Nitrogen and Phosphorus Codoped Vertical Graphene/Carbon Cloth as a Binder‐Free Anode for Flexible Advanced Potassium Ion Full Batteries

• Published in: Small (Weinheim an der Bergstrasse, Germany) Vol. 15; no. 23; pp. e1901285 - n/a
• Main Authors: Qiu, Wenda, Xiao, Hongbing, Li, Yu, Lu, Xihong, Tong, Yexiang
• Format: Journal Article
• Language: English
• Published: Germany Wiley Subscription Services, Inc 01.06.2019
• Subjects: Anodes; binder free; Carbon; Cloth; codoping; Cycles; Electrochemistry; Electronic devices; Flux density; full cells; Graphene; High voltages; Interlayers; Lithium; Lithium-ion batteries; Nanotechnology; Nitrogen; Phosphorus; Pigments; Potassium; potassium ion batteries; Power supplies; Rechargeable batteries; Structural stability; vertical graphene; vertical graphene; binder free; codoping; potassium ion batteries; full cells
• ISSN: 1613-6810; 1613-6829
• DOI: 10.1002/smll.201901285

With the fast development in flexible electronic technology, power supply devices with high performance, low‐cost, and flexibility are becoming more and more important. Potassium ion batteries (KIBs) have a brilliant prospect for applications benefiting from high voltage, lost cost, as well as similar electrochemistry to lithium ion batteries (LIBs). Although carbon materials have been studied as KIBs anodes, their rate capability and cycling stability are still unsatisfactory due to the large‐size potassium ions. Herein, a nitrogen (N) and phosphorus (P) dual‐doped vertical graphene (N, P‐VG) uniformly grown on carbon cloth (N, P‐VG@CC) is reported as a binder‐free anode for flexible KIBs. With the combined advantages of rich active sites, highly accessible surface, highly conductive network, larger interlayer spacing as well as robust structural stability, this binder‐free N, P‐VG@CC anode exhibits high capacity (344.3 mAh g−1), excellent rate capability (2000 mA g−1; 46.5% capacity retention), and prominent long‐term cycling stability (1000 cycles; 82% capacity retention), outperforming most of the recently reported carbonaceous anodes.

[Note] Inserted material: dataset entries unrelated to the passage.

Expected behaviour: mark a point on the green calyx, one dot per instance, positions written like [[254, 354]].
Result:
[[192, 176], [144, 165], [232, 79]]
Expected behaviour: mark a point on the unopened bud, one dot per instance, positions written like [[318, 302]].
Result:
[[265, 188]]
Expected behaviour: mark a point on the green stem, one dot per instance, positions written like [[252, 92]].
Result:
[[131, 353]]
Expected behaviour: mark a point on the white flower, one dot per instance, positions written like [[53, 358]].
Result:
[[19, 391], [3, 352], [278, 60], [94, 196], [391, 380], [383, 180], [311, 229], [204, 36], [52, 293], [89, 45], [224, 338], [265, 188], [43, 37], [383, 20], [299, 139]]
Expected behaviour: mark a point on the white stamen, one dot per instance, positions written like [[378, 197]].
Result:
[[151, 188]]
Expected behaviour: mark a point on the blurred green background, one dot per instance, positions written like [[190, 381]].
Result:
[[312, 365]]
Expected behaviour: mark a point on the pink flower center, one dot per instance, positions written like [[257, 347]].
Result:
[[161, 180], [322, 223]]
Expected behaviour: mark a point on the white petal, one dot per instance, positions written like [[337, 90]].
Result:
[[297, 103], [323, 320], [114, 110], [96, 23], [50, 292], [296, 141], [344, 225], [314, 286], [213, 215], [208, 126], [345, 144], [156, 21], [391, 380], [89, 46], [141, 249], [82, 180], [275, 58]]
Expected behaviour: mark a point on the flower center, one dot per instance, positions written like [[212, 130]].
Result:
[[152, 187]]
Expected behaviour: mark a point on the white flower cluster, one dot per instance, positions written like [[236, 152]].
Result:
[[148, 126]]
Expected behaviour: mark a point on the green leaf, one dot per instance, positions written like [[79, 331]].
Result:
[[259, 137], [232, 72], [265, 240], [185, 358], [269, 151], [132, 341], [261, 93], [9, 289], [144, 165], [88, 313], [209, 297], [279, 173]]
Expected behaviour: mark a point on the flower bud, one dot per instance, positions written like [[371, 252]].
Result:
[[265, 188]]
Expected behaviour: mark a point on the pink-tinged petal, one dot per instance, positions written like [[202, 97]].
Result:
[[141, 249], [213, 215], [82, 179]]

Moreover, a potassium ion full cell is successfully assembled on the basis of potassium Prussian blue (KPB)//N, P‐VG@CC, exhibiting a large energy density of 232.5 Wh kg−1 and outstanding cycle stability. A nitrogen and phosphorus dual‐doped vertical graphene uniformly grown on carbon cloth is reported as a binder‐free anode for flexible potassium ion batteries. Benefiting from the large surface, sufficient active sites, enhanced electronic and ionic conductivities, and increased interlayer distance, the material performs excellently in rate performance and cycling durability. Moreover, a flexible potassium ion full cell is assembled and exhibits exceptional electrochemical performance.